Once we have data loaded into a flexible structure, we need to decide how we’re going to deal with missing and duplicate data elements.
Introduction
This article is part of the Data Cleaning with Python and Pandas series. It’s aimed at getting developers up and running quickly with data science tools and techniques.
If you’d like to check out the other articles in the series, you can find them here:
Now that our data is loaded and ready to go, we need to delve into some of the problems the dataset may contain.
Note that we've created a complete Jupyter Notebook with the source data files for this series of modules, which you can download and install locally.
The first step in most data cleaning processes is to analyze the dataset to find and deal with any missing data. Missing data or missing values generally occur in datasets when no data value has been stored, typically when the value is not mandatory in a form or when it’s calculated from other variables. Data missing from a data set is a pretty common occurrence and can have a significant effect on the visualization and interpretation of data sets.
Finding the Missing Data Elements
First, we have to find out how much data and what values are missing before deciding what we can do to interpret the missing values. Pandas DataFrames has some great methods for doing this, including:
- The
isnull
method checks to see if each field is null. - The
sum
method adds together fields that are passed into it.
First, let’s start a new code block and enter the following:
customers.isnull()
This writes the table with a check on each field in the table to see if it’s a null value. Let's expand this a little to get a summary:
customers.isnull().sum()
And here’s the result:
This provides a better summary of our values and, apart from the first and last name, it looks like there are a number of values to fix. Let's look at some of the options available when dealing with missing data.

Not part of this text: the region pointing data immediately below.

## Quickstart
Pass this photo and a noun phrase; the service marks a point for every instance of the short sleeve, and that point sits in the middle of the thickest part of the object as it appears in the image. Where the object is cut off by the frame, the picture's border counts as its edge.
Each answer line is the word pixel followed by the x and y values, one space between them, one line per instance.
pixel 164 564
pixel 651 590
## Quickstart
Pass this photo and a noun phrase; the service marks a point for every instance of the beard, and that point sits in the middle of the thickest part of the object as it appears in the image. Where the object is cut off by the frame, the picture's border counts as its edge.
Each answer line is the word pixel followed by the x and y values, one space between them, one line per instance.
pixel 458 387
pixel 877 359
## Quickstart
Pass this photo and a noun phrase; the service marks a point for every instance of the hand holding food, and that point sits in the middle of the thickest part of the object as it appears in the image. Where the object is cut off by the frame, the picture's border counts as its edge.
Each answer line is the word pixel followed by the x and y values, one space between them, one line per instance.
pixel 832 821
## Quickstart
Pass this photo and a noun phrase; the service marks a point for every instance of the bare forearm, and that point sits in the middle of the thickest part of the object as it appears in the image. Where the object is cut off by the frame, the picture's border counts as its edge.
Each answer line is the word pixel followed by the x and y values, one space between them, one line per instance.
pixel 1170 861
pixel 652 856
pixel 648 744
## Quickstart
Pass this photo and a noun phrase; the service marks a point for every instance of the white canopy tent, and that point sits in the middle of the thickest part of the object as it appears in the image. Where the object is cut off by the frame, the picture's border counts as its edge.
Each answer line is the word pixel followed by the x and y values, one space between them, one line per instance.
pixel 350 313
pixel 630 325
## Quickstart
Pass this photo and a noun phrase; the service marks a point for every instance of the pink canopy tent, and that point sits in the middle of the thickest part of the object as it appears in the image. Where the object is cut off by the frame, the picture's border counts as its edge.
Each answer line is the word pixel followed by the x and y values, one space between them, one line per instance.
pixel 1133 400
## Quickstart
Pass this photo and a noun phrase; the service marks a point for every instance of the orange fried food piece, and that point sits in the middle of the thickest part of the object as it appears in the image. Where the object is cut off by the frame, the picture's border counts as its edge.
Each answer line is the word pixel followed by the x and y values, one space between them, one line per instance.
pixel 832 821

Dropping Missing Pandas Columns with drop and dropna
Sometimes missing values are in columns we don't really need to report on anyway, or they have so few missing values we can drop the affected rows entirely. Let’s use the following methods to drop some unneeded values:
- The drop method drops columns or rows using a custom filter
- The dropna method drops columns or rows that contain null elements
If we look at the example columns first, two of the three items with the greatest number of missing values are email and street_num. These data elements are normally unique, and while it could be important to look at email domain names (everything after the @ symbol), most of the time we won't want to do much reporting on these columns, so drop them away by modifying the code block to:
customers.drop(columns='email', inplace=True)
customers.drop(columns='street_num', inplace=True)
customers.isnull().sum()
If you run this code block now, you’ll see that the two columns have been dropped from the data structures. This makes the missing values potentially a little better, though the number of missing items in the postcode column is still pretty high, so drop postcode as well.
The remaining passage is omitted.